I think one of the beauties of this story is that it is structured in a way that you CAN read a lot into it. Its relevance to today’s political and economic climate also make it interesting to apply it to what we see today. I cannot imagine Asimov would have ever imagined the lasting effect of a story that he at first made up on the fly, but it is a testament to the way in which it was written that we can find so much applicability (borrowing from Tolkien) in the story today despite it being so different from the type of thing that is written now.


Like Grace, my favorite part was Part IV and V. I liked reading about Hardin and his political maneuvering, but Mallow was my favorite character. I thought this part of the book was super exciting.

Good point that Asimov is giving us different ways to look at manipulation. That gives me something to think about.


I must admit that I was disappointed initially when Hardin’s chapters were finished! But, I did like Mallow – I wish i’d been thinking Han Solo when reading those bits though!


Flipping eck – hit the button before I’d finished!! Damn.
I think you make a really good point about the different ways to look at manipulation and it’s interesting to see the way we all find some methods of manipulating people more acceptable than others.
Lynn :D


When I read this – and this discussion is convincing me I NEED to read it again, SOON – I kept comparing how Asimov was putting together a future history to how Poul Anderson was doing it. I think, because I liked some of Anderson’s characters so much, Asimov came out second best, and now I wish I’d not made that comparison, since the authors and the books are really so very different. The one thing I did do was read all three books back to back and considered them a single huge novel. There is still a long way to go in this tale, and many twists, or at least direction changes, in store. Dang, I really do need to re-read these!

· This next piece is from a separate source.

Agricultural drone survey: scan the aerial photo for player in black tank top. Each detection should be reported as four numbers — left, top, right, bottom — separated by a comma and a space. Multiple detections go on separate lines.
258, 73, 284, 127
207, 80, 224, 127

I agree that this is really the only way to read them Richard, otherwise the effect is just not the same.

I have only read one Poul Anderson, his novella Call Me Joe, but it was excellent and he is on my list for more at some point this year. In fact I think I’m going to read at least the first Ensign Flandry novel later in the year when Jim Black decides to do his re-reads of the novels.


Start with the Nicolas Van Rijjin books, The Man who Counts and Margin of Profit. If you can find a used copy of The Earthbook of Stormgate, it has both in it.


I’ll keep an eye out for those on my next used bookstore run. Which needs to be soon, it has been too many months since I’ve graced any of the local used bookstores with the presence of my wallet.


I have to agree that I liked Hardin a lot more than Mallow. But you made an interesting point about Mallow being more of a free agent and it made me think that because he is that, as well as an “outsider” educated on Terminus, he will have a lot more influence over the other kingdoms now.


I would not want to play chess with any of them! Strategy is not my strength, which makes me feel that much more awe for what the seem to anticipate.
I like that the format and focus of this book is different than any other book I’ve read. I agree that it makes you reflect on how we feel about different types of manipulation. I know I’ve been thinking about it a lot.


I wouldn’t like to play ‘snap’ never mind chess!